Самолет трясет. Он пробивается сквозь облака. Так было после Тельгарта, когда его всего растрясло в «праговке». Они тогда спешили на перевязочный пункт. Опередили колонну. В лицо хлестал дождь. От боли он кусал губы. В деревенской аптеке ему вытащили пулю. Первую. Из ноги. Два санитара навалились на него, а врач ему еще резал пальцы на руке. Не успел он кончить, как раздался крик: «Немцы!» Его опять кинули в «праговку». С ветром наперегонки помчались в Быстрицу. Ускользнуть от беды. Спасти остаток жизни. Где-то высоко, как хищные птицы, кружили самолеты. Вой сирен. Они притаились. Потом снова бегство. Отступление. Бег опрометью. Переполох. Бомбежка. Раненые. Убитые. Повсюду — сзади, впереди и в воздухе — немцы, воплощение всевозможного зла. Наконец, Сляч. Больница. Карболка, хлороформ, бинты, мертвые, покойницкая и гробы. Он терял сознание от боли, когда его повели под нож. Первая операция. Потом палата. Духота. Призрачное марево. Где-то рядом в воздухе трепещет тоненькая грань между жизнью и смертью. Горячечный бред…

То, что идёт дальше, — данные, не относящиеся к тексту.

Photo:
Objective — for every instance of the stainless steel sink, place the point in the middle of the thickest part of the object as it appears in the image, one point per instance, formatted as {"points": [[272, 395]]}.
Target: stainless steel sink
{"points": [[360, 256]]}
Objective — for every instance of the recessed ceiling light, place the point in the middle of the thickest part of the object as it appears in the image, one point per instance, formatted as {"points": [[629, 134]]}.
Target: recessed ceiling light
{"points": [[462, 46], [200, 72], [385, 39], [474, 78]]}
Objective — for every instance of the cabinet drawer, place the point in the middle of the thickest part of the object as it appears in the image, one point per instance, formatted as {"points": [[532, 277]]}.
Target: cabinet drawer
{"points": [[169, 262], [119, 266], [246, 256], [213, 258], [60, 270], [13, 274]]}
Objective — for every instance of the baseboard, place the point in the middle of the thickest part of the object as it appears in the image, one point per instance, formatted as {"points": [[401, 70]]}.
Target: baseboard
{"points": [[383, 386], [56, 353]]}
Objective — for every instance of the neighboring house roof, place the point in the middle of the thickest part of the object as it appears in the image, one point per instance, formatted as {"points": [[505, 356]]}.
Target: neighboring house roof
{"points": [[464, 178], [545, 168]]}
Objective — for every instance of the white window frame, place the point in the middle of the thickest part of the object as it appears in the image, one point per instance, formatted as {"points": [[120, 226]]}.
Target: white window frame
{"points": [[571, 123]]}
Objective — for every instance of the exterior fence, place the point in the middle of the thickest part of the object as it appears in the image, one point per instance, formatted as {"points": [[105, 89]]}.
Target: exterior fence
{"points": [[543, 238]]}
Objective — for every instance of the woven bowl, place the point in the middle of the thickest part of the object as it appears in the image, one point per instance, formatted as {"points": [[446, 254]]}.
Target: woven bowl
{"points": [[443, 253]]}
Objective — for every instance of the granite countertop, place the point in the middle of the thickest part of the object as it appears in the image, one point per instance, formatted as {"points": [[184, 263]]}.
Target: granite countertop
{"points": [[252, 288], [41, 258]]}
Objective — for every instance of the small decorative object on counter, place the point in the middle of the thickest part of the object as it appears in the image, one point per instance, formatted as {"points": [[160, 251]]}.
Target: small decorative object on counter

— Крепко же тебя покалечили, браток, — наклонился над ним доктор. — С недельку-другую придется потерпеть, несладко будет, а там и на ноги встанешь. — У него было большое белое лицо, усталые глаза. Сколько же времени он не спал?
Его и вправду крепко отделали. Шестеро ребят осталось там. Они держали Тельгарт до конца. Но последняя, самая последняя атака их сломила. Ему досталось в руку. Потом отступление. Очередь в спину. Прощай, отец, прощай, мама, сестра, брат. Запах глины перемешан с запахом крови. Он ползет на локтях в кусты. Неужто я живой? Где тут явь, где бред? Рядом шагает черная смерть, и сердце рвется от ужаса. Он истекает кровью. Полное голенище. И к тому же рука. Тоже прошита очередью. Вечером его в бессознательном состоянии обнаружили солдаты соседней части. На носилках из винтовок принесли в дом лесника. Перевязали раны. На скорую руку, как умели. Конфисковали «праговку». «Валяй на перевязочную!» — приказали шоферу.